I'll definately be there!


----------



## eOrchids (Mar 19, 2007)

Heather said:


> I think it's April 17-22?



April 18 ~ 22


----------



## Ron-NY (Mar 19, 2007)

I will be there all day on Sat and Sunday. I will be shopping and helping out at Piping Rock booth. An advantage of working is I get a vendor tag and I can get into the show before it opens for the day. Wish I could get there at the beginning of the show for selection but will have to settle for end of the show bargains.
Heather are you going to make it to the show??


----------



## Heather (Mar 19, 2007)

Ron-NY said:


> Heather are you going to make it to the show??



I am *thinking* about coming down Sat. and Sun. if I can score a place to stay and if I can help Glen out. 

By no means certain yet.

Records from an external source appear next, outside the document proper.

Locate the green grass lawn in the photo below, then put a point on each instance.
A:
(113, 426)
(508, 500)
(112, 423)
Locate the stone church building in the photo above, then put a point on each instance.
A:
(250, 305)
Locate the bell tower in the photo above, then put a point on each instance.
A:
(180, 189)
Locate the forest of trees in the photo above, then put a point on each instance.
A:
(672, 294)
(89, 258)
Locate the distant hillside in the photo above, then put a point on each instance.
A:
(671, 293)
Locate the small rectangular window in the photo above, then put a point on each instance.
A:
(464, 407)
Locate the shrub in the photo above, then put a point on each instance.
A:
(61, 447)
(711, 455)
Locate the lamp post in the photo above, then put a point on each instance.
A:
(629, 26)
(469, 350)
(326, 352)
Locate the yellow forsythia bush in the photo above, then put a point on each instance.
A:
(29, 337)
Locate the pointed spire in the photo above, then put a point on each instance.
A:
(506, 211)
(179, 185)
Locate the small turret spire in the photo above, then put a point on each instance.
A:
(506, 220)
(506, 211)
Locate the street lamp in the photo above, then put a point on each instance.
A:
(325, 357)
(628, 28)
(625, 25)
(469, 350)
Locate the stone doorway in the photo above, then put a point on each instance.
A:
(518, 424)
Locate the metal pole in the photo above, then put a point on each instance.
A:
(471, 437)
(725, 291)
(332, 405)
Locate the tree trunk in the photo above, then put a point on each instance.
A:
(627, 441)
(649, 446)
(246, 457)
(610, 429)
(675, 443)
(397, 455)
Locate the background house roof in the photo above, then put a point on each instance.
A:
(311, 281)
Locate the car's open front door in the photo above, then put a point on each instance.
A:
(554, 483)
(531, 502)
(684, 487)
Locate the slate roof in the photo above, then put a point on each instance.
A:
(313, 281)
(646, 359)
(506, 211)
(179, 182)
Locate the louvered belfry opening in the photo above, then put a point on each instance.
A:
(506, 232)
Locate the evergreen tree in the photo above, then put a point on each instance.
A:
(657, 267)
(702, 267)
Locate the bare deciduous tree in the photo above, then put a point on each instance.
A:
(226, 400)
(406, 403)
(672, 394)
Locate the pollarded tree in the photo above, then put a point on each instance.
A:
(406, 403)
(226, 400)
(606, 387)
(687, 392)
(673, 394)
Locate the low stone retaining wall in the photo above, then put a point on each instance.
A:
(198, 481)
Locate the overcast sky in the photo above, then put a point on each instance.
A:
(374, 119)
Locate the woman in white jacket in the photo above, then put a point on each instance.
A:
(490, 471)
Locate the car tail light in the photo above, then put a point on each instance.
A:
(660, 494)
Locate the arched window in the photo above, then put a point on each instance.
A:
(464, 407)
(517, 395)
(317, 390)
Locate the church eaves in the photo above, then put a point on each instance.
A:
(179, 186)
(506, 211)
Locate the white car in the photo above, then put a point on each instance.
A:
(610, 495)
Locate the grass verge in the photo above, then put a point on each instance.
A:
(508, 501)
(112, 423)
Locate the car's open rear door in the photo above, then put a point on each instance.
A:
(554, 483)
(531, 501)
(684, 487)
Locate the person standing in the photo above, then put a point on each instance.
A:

Never been to NYC and am a little skeered!!


----------



## dustywoman (Mar 19, 2007)

I can do this!!!! It would be more around the 20 - 22 dates, as I have tickets to see Judy Collins in Bay Shore, LI on the 29th. 

I would stay with my sister on LI, and go into NYC via the LIRR. (fun) My NYC subway expertise is limited, despite being a NY native. I'd probably walk from Penn Station to Rockerfeller Center. 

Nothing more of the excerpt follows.